First, what is the evidence
1. Introduction credentials
There are many third-party sites and applications that can interact with Jenkins, for example, code repository GitHub so on.
System administrators can configure this type of application credentials in your application to use exclusively for Jenkins. Typically by access controls to these credentials to do the job in order to "lock application functionality Jenkins area available." Once the administrator to add Jenkins in Jenkins in / configure these credentials, Jenkins project with these credentials can be used to interact with third-party applications.
Jenkins saved the credentials can be used to:
- Jenkins is applicable to any place (ie, global certificates).
- Jenkins specific project.
- Jenkins specific user.
2, classification credentials
Jenkins can save the following types of documents:
- Secret text: for example, API Token (eg GitHub personal access token).
- Username with password: refers GitHub login user name and password, may be treated as a separate component, may be used as username: password colon format string dividing process.
- Secret file: the file is actually a secret content.
- SSH Username with private key: that is, using the private key of SSH user name. This is a secret SSH key pair. Public GitHub configuration above, add the private key here.
- Certificate: namely certificates. A PKCS # 12 certificate file and optional password.
- Docker Host Certificate Authentication: That Docker host certificate authentication credentials.
Classification of these documents can be seen in a global credential which:
3, security credentials
To ensure safety, Jenkins Jenkins credentials configured in the master instance encrypted and stored (ID encrypted by Jenkins example), and only processing Pipeline project by their credentials ID.
This minimizes the possibility of an actual certificate itself is exposed to Jenkins user, and limit the function certificate Jenkins copied from one instance to another capacity Jenkins example.
Second, add credentials
We are here to add SSH Username with private key, for example, explain how to add a Jenkins credentials.
In the above mentioned, SSH credentials requires a private key, so we first need to generate SSH Key.
Use the following command can be generated SSH Key:
$ ssh-keygen -t rsa -C "[email protected]"
As shown below:
All options are default, has been to generate a carriage return. After generating the file is generated, as shown below in .ssh folder:
A total of two files are generated:
- id_rsa. This is the private key file.
- id_rsa.pub.
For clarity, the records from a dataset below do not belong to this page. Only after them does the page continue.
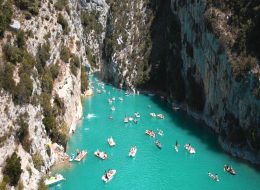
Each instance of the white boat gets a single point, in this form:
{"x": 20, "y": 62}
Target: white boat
{"x": 160, "y": 132}
{"x": 190, "y": 149}
{"x": 126, "y": 120}
{"x": 176, "y": 148}
{"x": 151, "y": 133}
{"x": 132, "y": 151}
{"x": 54, "y": 179}
{"x": 101, "y": 154}
{"x": 212, "y": 176}
{"x": 81, "y": 155}
{"x": 161, "y": 116}
{"x": 111, "y": 142}
{"x": 137, "y": 114}
{"x": 108, "y": 176}
{"x": 152, "y": 114}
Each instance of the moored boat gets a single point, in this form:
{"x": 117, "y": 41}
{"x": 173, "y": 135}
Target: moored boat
{"x": 158, "y": 144}
{"x": 54, "y": 179}
{"x": 132, "y": 151}
{"x": 229, "y": 169}
{"x": 151, "y": 133}
{"x": 212, "y": 176}
{"x": 80, "y": 155}
{"x": 108, "y": 176}
{"x": 101, "y": 154}
{"x": 111, "y": 141}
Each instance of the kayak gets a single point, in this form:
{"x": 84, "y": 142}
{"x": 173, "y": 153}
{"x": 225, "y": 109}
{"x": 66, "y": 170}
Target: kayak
{"x": 132, "y": 151}
{"x": 108, "y": 176}
{"x": 54, "y": 179}
{"x": 212, "y": 176}
{"x": 81, "y": 155}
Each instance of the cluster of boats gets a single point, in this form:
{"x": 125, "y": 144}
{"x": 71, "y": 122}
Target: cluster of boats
{"x": 160, "y": 116}
{"x": 227, "y": 168}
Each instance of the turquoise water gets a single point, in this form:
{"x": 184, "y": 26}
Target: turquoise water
{"x": 151, "y": 168}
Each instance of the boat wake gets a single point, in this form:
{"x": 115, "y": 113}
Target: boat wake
{"x": 90, "y": 115}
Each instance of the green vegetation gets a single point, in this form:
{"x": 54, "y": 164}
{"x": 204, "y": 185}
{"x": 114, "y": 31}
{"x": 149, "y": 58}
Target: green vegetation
{"x": 90, "y": 21}
{"x": 32, "y": 6}
{"x": 84, "y": 80}
{"x": 6, "y": 13}
{"x": 42, "y": 56}
{"x": 23, "y": 132}
{"x": 12, "y": 170}
{"x": 37, "y": 161}
{"x": 65, "y": 54}
{"x": 20, "y": 41}
{"x": 74, "y": 64}
{"x": 63, "y": 22}
{"x": 60, "y": 4}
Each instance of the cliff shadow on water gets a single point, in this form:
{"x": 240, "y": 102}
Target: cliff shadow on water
{"x": 197, "y": 129}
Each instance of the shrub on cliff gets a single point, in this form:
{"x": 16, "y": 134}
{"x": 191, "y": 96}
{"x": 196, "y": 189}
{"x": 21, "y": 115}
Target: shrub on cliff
{"x": 6, "y": 13}
{"x": 84, "y": 80}
{"x": 12, "y": 169}
{"x": 63, "y": 22}
{"x": 60, "y": 4}
{"x": 28, "y": 5}
{"x": 65, "y": 54}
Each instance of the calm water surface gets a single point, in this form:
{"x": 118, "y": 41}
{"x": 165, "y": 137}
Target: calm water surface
{"x": 151, "y": 168}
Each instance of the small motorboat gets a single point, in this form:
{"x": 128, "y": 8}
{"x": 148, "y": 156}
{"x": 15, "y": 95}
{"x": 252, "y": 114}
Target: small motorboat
{"x": 101, "y": 154}
{"x": 151, "y": 133}
{"x": 80, "y": 155}
{"x": 54, "y": 179}
{"x": 108, "y": 176}
{"x": 212, "y": 176}
{"x": 111, "y": 142}
{"x": 190, "y": 149}
{"x": 132, "y": 151}
{"x": 72, "y": 157}
{"x": 126, "y": 120}
{"x": 176, "y": 148}
{"x": 160, "y": 132}
{"x": 98, "y": 91}
{"x": 161, "y": 116}
{"x": 158, "y": 144}
{"x": 229, "y": 169}
{"x": 152, "y": 114}
{"x": 110, "y": 101}
{"x": 137, "y": 115}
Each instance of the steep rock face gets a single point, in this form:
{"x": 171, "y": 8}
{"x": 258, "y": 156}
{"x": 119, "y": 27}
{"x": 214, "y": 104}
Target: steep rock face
{"x": 229, "y": 107}
{"x": 43, "y": 29}
{"x": 127, "y": 43}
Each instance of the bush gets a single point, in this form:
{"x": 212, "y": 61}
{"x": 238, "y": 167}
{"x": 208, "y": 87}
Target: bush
{"x": 6, "y": 13}
{"x": 65, "y": 54}
{"x": 23, "y": 90}
{"x": 28, "y": 5}
{"x": 37, "y": 161}
{"x": 74, "y": 64}
{"x": 20, "y": 39}
{"x": 47, "y": 82}
{"x": 54, "y": 69}
{"x": 84, "y": 80}
{"x": 42, "y": 56}
{"x": 60, "y": 4}
{"x": 63, "y": 22}
{"x": 12, "y": 53}
{"x": 12, "y": 169}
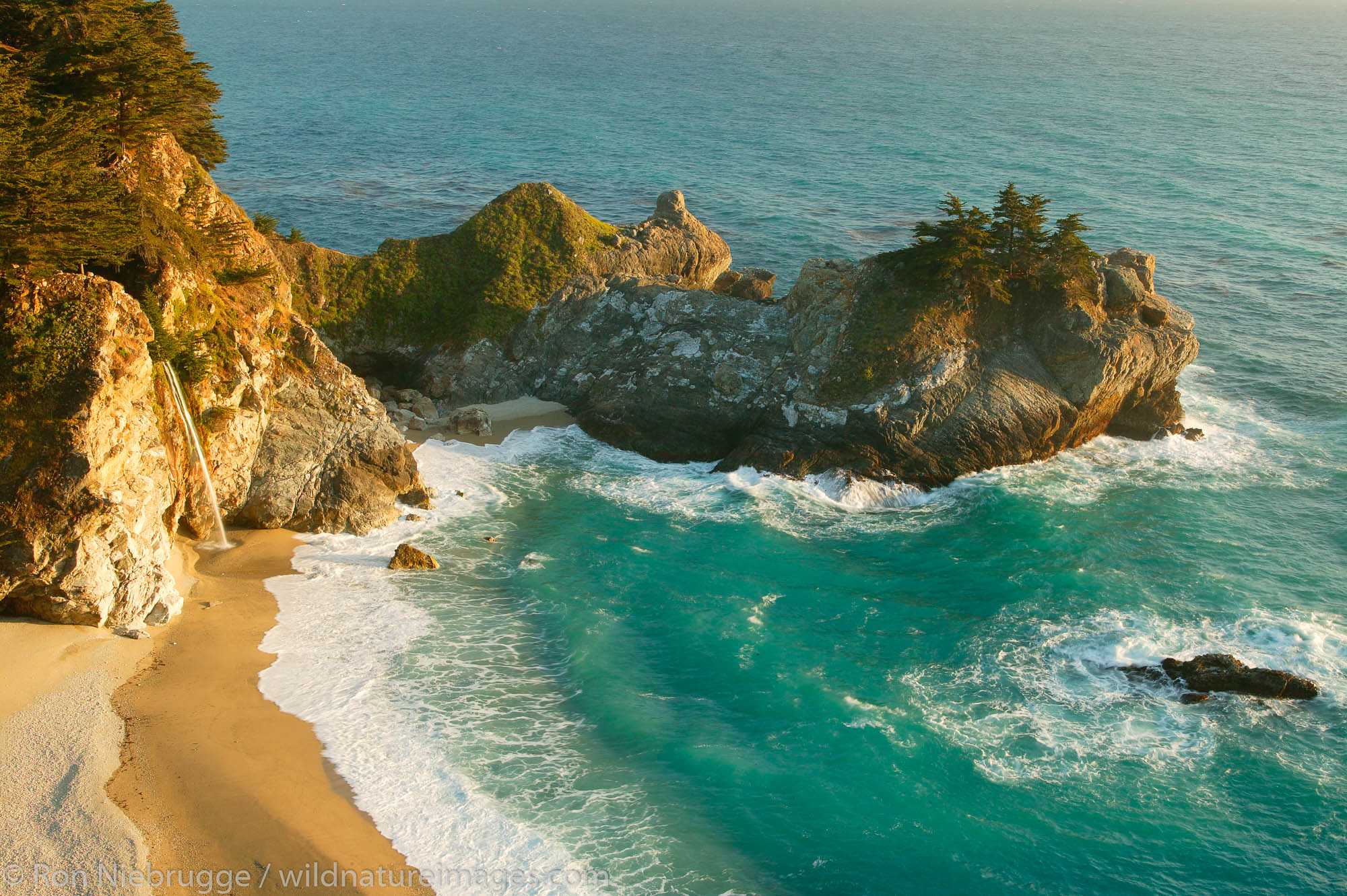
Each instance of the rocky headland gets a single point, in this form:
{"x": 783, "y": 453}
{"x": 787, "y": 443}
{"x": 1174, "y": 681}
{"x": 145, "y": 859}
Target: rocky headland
{"x": 95, "y": 469}
{"x": 657, "y": 346}
{"x": 643, "y": 333}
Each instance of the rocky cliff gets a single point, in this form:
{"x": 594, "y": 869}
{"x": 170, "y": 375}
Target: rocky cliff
{"x": 95, "y": 473}
{"x": 856, "y": 370}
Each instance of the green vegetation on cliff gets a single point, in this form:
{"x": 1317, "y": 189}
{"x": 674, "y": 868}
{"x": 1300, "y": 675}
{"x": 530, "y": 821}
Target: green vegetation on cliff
{"x": 964, "y": 275}
{"x": 86, "y": 83}
{"x": 1008, "y": 254}
{"x": 456, "y": 288}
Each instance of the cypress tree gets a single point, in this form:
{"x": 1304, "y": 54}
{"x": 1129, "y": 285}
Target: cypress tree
{"x": 1018, "y": 232}
{"x": 956, "y": 249}
{"x": 83, "y": 85}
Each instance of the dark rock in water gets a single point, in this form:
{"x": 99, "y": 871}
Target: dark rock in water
{"x": 755, "y": 284}
{"x": 1212, "y": 673}
{"x": 409, "y": 557}
{"x": 727, "y": 281}
{"x": 1224, "y": 673}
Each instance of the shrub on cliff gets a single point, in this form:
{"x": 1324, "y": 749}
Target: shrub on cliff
{"x": 86, "y": 83}
{"x": 1008, "y": 254}
{"x": 964, "y": 275}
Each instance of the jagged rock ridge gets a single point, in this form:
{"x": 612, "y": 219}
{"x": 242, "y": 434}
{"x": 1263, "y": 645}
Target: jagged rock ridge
{"x": 680, "y": 373}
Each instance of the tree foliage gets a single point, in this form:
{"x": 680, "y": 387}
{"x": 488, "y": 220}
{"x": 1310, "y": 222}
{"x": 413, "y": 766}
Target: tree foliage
{"x": 1007, "y": 254}
{"x": 84, "y": 83}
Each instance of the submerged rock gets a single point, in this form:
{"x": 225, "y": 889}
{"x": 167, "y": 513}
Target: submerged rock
{"x": 409, "y": 557}
{"x": 1212, "y": 673}
{"x": 1224, "y": 673}
{"x": 471, "y": 420}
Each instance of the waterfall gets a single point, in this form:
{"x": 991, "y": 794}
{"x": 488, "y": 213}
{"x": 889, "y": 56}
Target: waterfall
{"x": 180, "y": 400}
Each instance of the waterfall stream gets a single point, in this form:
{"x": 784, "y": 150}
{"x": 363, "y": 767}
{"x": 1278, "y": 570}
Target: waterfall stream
{"x": 180, "y": 400}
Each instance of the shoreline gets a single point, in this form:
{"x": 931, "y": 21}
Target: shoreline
{"x": 212, "y": 774}
{"x": 215, "y": 776}
{"x": 61, "y": 742}
{"x": 161, "y": 753}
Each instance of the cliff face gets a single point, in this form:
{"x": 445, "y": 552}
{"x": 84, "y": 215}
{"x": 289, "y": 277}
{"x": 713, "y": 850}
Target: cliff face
{"x": 88, "y": 478}
{"x": 803, "y": 385}
{"x": 95, "y": 471}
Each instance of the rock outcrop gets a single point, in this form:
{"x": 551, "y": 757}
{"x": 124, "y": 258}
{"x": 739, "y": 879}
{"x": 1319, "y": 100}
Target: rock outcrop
{"x": 409, "y": 557}
{"x": 1224, "y": 673}
{"x": 95, "y": 474}
{"x": 87, "y": 474}
{"x": 801, "y": 386}
{"x": 1213, "y": 673}
{"x": 383, "y": 311}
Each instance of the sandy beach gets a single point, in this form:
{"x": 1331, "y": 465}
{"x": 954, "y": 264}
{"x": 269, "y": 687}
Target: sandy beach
{"x": 215, "y": 776}
{"x": 507, "y": 416}
{"x": 162, "y": 754}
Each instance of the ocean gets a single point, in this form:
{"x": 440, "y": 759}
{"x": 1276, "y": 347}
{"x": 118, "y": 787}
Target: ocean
{"x": 662, "y": 680}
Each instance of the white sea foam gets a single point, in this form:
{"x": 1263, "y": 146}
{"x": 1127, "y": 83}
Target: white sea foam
{"x": 1041, "y": 707}
{"x": 340, "y": 633}
{"x": 1047, "y": 701}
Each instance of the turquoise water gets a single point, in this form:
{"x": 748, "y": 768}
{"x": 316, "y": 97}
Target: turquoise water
{"x": 708, "y": 684}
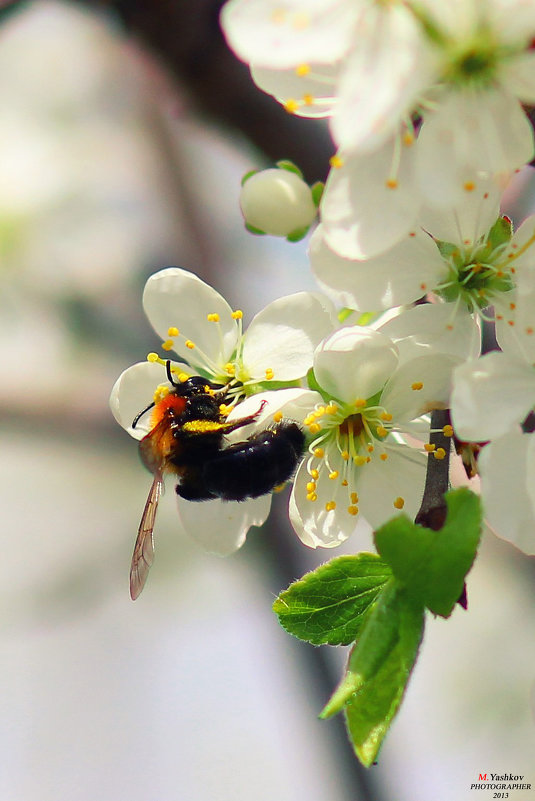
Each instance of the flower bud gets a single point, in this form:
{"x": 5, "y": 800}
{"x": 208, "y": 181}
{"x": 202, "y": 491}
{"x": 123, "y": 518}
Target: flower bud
{"x": 278, "y": 202}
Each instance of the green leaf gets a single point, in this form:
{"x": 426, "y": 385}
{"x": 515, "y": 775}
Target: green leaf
{"x": 285, "y": 164}
{"x": 379, "y": 668}
{"x": 432, "y": 565}
{"x": 328, "y": 605}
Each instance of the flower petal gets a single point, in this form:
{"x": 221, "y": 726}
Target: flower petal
{"x": 507, "y": 469}
{"x": 308, "y": 95}
{"x": 177, "y": 298}
{"x": 490, "y": 396}
{"x": 354, "y": 362}
{"x": 283, "y": 336}
{"x": 132, "y": 392}
{"x": 431, "y": 327}
{"x": 418, "y": 386}
{"x": 400, "y": 478}
{"x": 221, "y": 526}
{"x": 364, "y": 210}
{"x": 398, "y": 276}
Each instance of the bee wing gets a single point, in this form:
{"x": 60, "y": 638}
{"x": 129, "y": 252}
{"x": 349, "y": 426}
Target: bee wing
{"x": 143, "y": 555}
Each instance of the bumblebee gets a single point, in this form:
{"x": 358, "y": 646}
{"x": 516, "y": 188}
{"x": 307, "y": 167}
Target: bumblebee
{"x": 187, "y": 439}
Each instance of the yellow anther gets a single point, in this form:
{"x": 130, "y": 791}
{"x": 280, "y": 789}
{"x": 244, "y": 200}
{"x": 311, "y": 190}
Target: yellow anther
{"x": 336, "y": 162}
{"x": 302, "y": 69}
{"x": 290, "y": 105}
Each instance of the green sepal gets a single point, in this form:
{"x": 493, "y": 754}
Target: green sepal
{"x": 290, "y": 167}
{"x": 317, "y": 192}
{"x": 248, "y": 175}
{"x": 378, "y": 670}
{"x": 253, "y": 230}
{"x": 500, "y": 233}
{"x": 432, "y": 565}
{"x": 298, "y": 234}
{"x": 328, "y": 605}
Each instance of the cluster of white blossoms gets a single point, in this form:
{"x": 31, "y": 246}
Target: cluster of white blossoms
{"x": 426, "y": 102}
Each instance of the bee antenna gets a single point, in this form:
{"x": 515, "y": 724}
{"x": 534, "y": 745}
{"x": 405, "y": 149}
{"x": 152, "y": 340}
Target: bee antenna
{"x": 170, "y": 374}
{"x": 138, "y": 417}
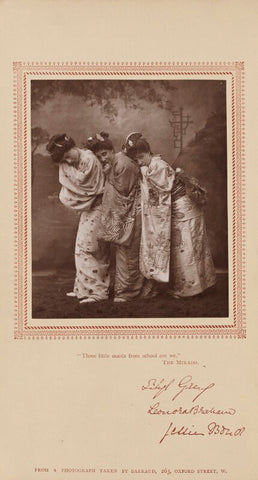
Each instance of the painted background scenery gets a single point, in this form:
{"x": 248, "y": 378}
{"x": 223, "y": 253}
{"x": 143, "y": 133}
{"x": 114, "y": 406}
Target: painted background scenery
{"x": 184, "y": 120}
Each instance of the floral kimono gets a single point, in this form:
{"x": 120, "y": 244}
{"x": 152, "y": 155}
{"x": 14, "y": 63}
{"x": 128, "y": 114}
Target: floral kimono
{"x": 121, "y": 224}
{"x": 82, "y": 190}
{"x": 174, "y": 245}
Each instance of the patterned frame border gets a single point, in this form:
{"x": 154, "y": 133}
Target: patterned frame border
{"x": 21, "y": 71}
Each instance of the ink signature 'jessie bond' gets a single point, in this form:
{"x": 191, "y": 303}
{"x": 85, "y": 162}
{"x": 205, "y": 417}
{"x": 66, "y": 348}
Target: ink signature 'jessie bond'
{"x": 183, "y": 385}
This is the public key file, you need to configure to GitHub above.
Log in GitHub, then select "Settings" in the following account:
Then select "SSH and GPG keys":
Then click on "New SSH key", the resulting id_rsa.pub file copy the contents inside come to:
This addition was completed the SSH key.
Jenkins when pulling git project code, if not configured "certificate credentials Credentials" configuration or not, an error message will be shown below:
This time you need to add the certificate credentials Credentials, there are two ways to add a certificate credentials.
1. Add the time of creation
Credentials click on the back of the "Add", select "Jenkins", as shown below:
Then select "SSH Username with private key", as shown below:
Select Private Key, as shown below:
Copy the generated private key to the top here, to play Username a name.
Finally, click "Add" button to complete the add SSH credentials.
Note: This is a copy of the private key in time, all content must take the generated private key file copies which are to come.
Select the certificate you just added in the choice voucher when this time would not be incorrect report:
2, add the voucher inside
We can also add credentials inside
Similarly chose "SSH Username with private key", as shown below:
然后下面的步骤和刚才的就一样了,输入生成的私钥即可。这样就配置好了SSH凭据。